Here's the cold, hard truth about John Hukert's "Hard": it is arguably the best film featuring a Gay lead character, and may very well be the only the film that features a Gay hero who also happens to be Hispanic. In my book, the lead, Ramon Vates, played by Noel Palomaria, is an instant icon for those Gay Hispanic men looking for visibility on the silver screen.
The story is simple: Ramon Vates, a rising star in the Los Angeles police department, is promoted to detective. His first assignment: to catch a psychopathic pedophile who serially kills young, Gay Caucasian male prostitutes. Vates, played effectively by Noel Palomaria, is himself Gay but desperately trying to keep his professional and personal life apart; it is a struggle he continually loses.
Vates' antagonist, Jack, wonderfully fleshed out by Malcolm Moorman, is the serial killer who is completely devoid of sympathy and single minded in his goal to kill and/or maim anyone and everyone who he comes into contact with regardless of their age or sex.
Hukert's directing may be a freshman outing, but it's a good one. I thought that Noel Palomaria had the more difficult job of trying to play a man disoriented by his burgeoning sexual identity which he continually tries to distance and keep from overwhelming him. Moorman's job as an actor was simple: No one is safe.

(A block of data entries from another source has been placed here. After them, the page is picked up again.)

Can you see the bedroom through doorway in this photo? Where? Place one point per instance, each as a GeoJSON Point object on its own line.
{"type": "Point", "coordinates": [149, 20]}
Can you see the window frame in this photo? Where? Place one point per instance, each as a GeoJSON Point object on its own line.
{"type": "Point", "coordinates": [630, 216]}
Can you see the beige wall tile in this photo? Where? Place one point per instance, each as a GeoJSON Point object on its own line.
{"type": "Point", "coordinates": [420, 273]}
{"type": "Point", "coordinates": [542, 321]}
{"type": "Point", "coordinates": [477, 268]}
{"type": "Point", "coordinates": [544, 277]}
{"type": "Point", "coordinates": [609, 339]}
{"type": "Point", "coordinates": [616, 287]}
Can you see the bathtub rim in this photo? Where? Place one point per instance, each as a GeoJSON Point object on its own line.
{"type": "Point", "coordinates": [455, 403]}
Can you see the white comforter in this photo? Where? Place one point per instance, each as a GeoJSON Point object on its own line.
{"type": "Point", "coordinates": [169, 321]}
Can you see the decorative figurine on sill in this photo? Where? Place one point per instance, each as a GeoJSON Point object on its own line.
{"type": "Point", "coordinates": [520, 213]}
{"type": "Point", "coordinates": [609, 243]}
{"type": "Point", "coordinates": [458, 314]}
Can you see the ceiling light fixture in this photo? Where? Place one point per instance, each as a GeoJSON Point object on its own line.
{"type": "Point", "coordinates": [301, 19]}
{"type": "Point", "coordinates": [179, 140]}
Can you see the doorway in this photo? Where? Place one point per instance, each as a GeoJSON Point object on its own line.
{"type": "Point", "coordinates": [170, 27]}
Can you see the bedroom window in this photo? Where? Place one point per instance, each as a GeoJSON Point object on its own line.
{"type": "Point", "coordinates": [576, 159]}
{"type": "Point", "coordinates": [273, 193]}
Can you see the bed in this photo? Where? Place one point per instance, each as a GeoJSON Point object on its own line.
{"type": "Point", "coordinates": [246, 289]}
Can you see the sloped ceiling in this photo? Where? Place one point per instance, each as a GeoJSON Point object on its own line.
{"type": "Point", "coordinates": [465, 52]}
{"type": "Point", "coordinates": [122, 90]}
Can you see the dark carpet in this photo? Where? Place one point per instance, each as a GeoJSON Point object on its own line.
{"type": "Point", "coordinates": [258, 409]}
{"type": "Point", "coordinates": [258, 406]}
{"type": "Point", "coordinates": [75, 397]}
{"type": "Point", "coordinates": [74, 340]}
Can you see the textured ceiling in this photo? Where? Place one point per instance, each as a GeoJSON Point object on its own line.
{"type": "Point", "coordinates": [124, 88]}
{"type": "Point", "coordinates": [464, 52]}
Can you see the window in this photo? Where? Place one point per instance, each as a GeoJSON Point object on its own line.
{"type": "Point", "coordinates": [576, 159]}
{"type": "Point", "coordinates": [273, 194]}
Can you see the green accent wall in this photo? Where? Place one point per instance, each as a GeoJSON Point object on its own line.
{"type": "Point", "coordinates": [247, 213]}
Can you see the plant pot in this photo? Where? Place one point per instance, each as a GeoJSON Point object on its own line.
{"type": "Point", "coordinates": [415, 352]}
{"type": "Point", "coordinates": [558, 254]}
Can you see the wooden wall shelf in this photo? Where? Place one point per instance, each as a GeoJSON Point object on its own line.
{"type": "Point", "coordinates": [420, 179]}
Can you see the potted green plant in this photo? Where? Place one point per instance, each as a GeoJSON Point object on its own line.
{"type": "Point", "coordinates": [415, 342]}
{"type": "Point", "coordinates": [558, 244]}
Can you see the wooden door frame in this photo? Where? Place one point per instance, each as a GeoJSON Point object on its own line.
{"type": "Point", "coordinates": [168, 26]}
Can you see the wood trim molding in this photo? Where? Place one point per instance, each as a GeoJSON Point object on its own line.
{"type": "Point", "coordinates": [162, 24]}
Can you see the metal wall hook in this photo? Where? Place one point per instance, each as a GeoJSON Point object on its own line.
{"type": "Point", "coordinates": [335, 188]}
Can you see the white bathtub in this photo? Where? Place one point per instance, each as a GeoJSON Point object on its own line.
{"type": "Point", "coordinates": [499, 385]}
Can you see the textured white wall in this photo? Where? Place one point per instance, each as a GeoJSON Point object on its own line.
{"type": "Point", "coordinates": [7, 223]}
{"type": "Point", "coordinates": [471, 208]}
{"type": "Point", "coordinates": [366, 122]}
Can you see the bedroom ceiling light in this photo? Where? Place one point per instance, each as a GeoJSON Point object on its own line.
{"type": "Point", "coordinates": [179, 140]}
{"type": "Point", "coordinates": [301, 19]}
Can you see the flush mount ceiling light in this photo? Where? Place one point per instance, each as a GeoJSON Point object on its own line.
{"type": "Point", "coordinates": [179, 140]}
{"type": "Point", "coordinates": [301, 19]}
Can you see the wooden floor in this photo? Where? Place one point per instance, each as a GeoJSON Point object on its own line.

I also believe that Huckert's treatment of the actors translated well into the actor's treatment of the characters, respectful without being judgmental. I came away from the film feeling contented that sexual identity was not explained with casual, campy humor and bland caricatures.
Noel Palomaria and Malcom Moorman, visually, are an interesting pair to watch. Palomaria imbues his character's eyes with surprising adolescent earnestness; Moorman engenders his character's eyes and facial features with relentless malice: he was born to deceive as much as the other was born to be truthful. Their first meeting is fraught with palpable tension.

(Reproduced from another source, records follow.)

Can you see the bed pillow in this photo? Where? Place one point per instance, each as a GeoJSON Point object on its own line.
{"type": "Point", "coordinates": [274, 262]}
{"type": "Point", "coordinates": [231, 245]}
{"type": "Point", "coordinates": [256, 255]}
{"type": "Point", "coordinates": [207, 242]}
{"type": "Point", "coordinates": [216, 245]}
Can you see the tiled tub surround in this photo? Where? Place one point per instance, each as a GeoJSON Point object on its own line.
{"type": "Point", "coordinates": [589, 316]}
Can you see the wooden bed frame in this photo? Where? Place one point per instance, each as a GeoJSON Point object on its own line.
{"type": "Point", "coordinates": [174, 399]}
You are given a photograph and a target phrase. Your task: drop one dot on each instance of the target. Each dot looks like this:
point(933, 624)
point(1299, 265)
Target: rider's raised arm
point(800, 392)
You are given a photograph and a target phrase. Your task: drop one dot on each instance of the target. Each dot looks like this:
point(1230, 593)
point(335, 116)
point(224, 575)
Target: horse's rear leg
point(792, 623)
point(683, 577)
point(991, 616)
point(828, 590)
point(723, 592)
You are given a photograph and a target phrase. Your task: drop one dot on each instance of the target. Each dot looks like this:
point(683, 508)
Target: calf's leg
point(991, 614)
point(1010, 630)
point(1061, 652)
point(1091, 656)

If Huckert's casting was accidental, it was an incredible stroke of luck; if it was planned, his tactic and strategy deserves much admiration.
Ultimately, however, if there is any fault that this piece has to bear it is probably lighting and cinematography. For some reason, in my mind I thought that the cinematographer and lighting could have worked better together. For some reason, I got the feeling as though there was a struggle between the camps--much in the same way that Palomaria's and Moorman's characters struggle with one another. That struggle is a distraction and the only reason that I did not rate the movie greater than the 9 stars I have assigned it.
Finally, Hukert's "Hard" attempts to undo the damage that William Friedkin wrought with his film, "Cruising", that suggested, minimally, that if you're Gay, there's already something wrong with you; a Gay man, pursuant to Friedkin's film, is sexually insatiable and deviant; he cannot be anything else but flawed.
Huckert's outing attempts and successfully draws the line between being Gay and being a sexual predator.
Moorman's Jack is a pedophile, a sick and twisted version of a man, homosexual sex for him is a by-product of his madness and offers no love.
Sex for Jack is an extension of his madness, and that extension, in every scene, is an exertion of power before he devours them. Only Palomaria's Vates manages to navigate Jack's abyss and avoid complete submersion.
My recommendation is that if you can find "Hard", watch it and watch it again. There is more than meets the eye upon secondary viewing, and my only wish is that "Hard" be shown to a much wider audience than the typical film festival circuit to give this important film the attention it deserves.